My dairy goats are trained to the stand. When I got into Boers I needed something different. I got the EZ goat holder from Valley Vet. It mounts to either a fence or a wall. I mounted it to the wall in our barn aisle way.


----------



## sassykat6181 (Nov 28, 2012)

http://www.valleyvet.com/ct_detail.html?pgguid=91efa582-9cdf-4bc6-9ef4-5a19b6ea1688


----------



## packhillboers (Feb 2, 2011)

We were once where you are at. We tried to hold the goat down, or tie them up to a fence. Our hoof trimming woes were helped by building a little stand to put their head in over a treat bucket. Now we can easily trim hooves and it is even much easier now that we have been able to train the new generations to jump upon the stand and put their head in the lock. They do well now. It is worth it to either buy one, make one, or have someone make one for you. It will save your back and that is well worth it to us. Hoof trimming is one of the harder things about owning goats for us and I do know that some people are unable to do it so they just give up on it. We've seen some sorry sad cases of untrimmed hooves. Get a goat stand, and you won't regret it one bit even if you have to sell a goat or two to pay for it.


----------



## laurelsh (Jun 26, 2013)

Thank you everyone! NOTE: I have a milkstand- she usually gets on it, but not when pregnant. The EZ goat holder from Valley Vet may be just what I need! Do you think it's way better than a halter as suggested by Damfino? 
Her hooves are not good -they've always grown weird even as a doeling; need to trim her bi-weekly for a while to get them better. I think my goats need hoof trimming at least 1x month, not every other month!


----------



## sassykat6181 (Nov 28, 2012)

My Nigerians I can tie to the wall if needed, but the boers are more stubborn and tend to "dance around" I love my ez goat holder. It holds them right under the jaw and keeps them straight and still. No more asking my husband to help  I'm about 5'4" and 120#


----------



## Damfino (Dec 29, 2013)

The EZ Goat Holder looks pretty nifty! As long as you've got a solid place to set it up, it should work better than a halter. The one nice thing about a halter is that it's cheaper and you can use it anywhere, even if all you have is a tree or a truck bumper, but it's probably not quite as effective.

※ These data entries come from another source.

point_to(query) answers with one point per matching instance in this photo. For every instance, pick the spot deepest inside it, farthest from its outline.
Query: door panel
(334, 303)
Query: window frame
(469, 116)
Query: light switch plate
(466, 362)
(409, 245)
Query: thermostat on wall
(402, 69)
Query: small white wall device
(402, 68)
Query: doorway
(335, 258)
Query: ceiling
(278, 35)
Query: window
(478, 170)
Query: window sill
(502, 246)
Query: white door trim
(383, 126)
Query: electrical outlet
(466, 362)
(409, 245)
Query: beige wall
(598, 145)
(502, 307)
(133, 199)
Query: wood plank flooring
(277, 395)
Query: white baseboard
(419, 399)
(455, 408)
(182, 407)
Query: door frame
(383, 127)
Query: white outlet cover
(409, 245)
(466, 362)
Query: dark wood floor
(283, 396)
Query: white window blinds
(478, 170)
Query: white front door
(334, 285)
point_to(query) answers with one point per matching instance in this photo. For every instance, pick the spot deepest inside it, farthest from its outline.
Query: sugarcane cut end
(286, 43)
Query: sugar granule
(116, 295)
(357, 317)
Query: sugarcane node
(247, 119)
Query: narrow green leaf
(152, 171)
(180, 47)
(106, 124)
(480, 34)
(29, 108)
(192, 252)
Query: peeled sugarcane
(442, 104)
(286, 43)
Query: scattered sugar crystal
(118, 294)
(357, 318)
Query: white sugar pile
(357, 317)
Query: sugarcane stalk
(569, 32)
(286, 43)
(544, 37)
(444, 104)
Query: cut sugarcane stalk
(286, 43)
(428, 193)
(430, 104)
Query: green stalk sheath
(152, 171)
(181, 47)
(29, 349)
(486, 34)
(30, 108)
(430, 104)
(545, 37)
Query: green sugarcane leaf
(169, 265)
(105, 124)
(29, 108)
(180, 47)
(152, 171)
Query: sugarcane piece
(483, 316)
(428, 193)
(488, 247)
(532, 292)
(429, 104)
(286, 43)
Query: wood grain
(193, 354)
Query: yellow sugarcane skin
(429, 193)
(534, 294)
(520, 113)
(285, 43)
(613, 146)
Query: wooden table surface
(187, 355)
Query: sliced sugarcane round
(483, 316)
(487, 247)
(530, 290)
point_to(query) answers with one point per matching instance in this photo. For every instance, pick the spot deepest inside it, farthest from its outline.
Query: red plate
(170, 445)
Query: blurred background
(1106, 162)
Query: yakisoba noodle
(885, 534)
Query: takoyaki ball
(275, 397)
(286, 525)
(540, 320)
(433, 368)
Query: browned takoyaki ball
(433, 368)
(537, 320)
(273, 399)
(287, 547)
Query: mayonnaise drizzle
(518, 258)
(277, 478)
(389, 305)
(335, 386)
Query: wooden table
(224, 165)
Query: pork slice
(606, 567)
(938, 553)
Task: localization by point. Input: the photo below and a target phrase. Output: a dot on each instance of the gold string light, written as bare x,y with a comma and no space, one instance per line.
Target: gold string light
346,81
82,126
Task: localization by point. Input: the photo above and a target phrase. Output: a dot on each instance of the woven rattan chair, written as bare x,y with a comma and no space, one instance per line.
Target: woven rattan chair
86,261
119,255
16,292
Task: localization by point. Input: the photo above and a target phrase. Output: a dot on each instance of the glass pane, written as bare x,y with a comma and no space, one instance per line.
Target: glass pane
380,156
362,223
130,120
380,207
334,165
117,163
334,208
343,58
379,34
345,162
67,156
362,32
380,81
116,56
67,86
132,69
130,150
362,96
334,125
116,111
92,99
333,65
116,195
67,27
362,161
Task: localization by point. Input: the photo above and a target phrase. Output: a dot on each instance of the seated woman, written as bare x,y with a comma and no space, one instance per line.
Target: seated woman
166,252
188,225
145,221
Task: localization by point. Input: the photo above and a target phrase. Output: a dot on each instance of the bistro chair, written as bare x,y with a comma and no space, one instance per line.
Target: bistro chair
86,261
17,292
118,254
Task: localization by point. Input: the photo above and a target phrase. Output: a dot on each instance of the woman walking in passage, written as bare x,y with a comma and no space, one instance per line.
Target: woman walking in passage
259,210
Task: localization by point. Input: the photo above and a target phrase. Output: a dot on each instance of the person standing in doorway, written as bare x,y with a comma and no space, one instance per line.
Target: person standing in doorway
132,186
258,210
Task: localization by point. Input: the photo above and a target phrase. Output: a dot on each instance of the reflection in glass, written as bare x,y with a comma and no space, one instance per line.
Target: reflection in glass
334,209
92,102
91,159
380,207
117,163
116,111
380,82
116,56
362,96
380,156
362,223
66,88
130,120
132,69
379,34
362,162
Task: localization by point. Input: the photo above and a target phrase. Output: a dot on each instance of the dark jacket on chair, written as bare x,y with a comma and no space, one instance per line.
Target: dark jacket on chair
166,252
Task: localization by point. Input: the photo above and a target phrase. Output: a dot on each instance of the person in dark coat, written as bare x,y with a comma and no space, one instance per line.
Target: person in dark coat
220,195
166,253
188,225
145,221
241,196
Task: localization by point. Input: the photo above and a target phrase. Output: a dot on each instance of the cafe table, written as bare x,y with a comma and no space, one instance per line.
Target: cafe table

If your doe's hooves are in bad shape, I especially recommend taking her for a walk every day, preferably on a rough surface such as gravel. It doesn't have to be long, but the exercise forces blood into the hoof tissues, which in turn encourages them to grow out better. Walking thickens the hoof walls, builds callouses on the soles, and improves the natural wear patterns. It's also really good for pregnant mamas to get some exercise. Unless she's very old, being pregnant isn't really an excuse for not being able to climb onto the stanchion. Mama needs a workout!


----------



## laurelsh (Jun 26, 2013)

Thank you Sassykat & Damfino!! Very helpful! Sassykat, we're about the same size and that's a great recommendation. I'll order the EZ Goat Holder AND get a halter!! 
Walking my doe is a great suggestion. I have not trained her on a leash, so it's going to be interesting! But I'll try! Thankful for the Goatspot to access your experience.


----------



## sassykat6181 (Nov 28, 2012)

Treats are key to walking. I hold a bit of grain in my hand to tease with


----------



## Cactus_Acres (Sep 24, 2013)

Heck, if you have a herd, grab the one most are likely to follow, and they all should do it. I am probably going to do this today, actually, and for the next few days that are nice. I have a doe who has some hoof stuff going on, and getting her butt out and moving might help.


----------



## ThreeHavens (Oct 20, 2011)

I use a stand whenever possible. But when it's not, I tie their collar to the fence and work with the dancing. I also give them treats after every hoof is done.


----------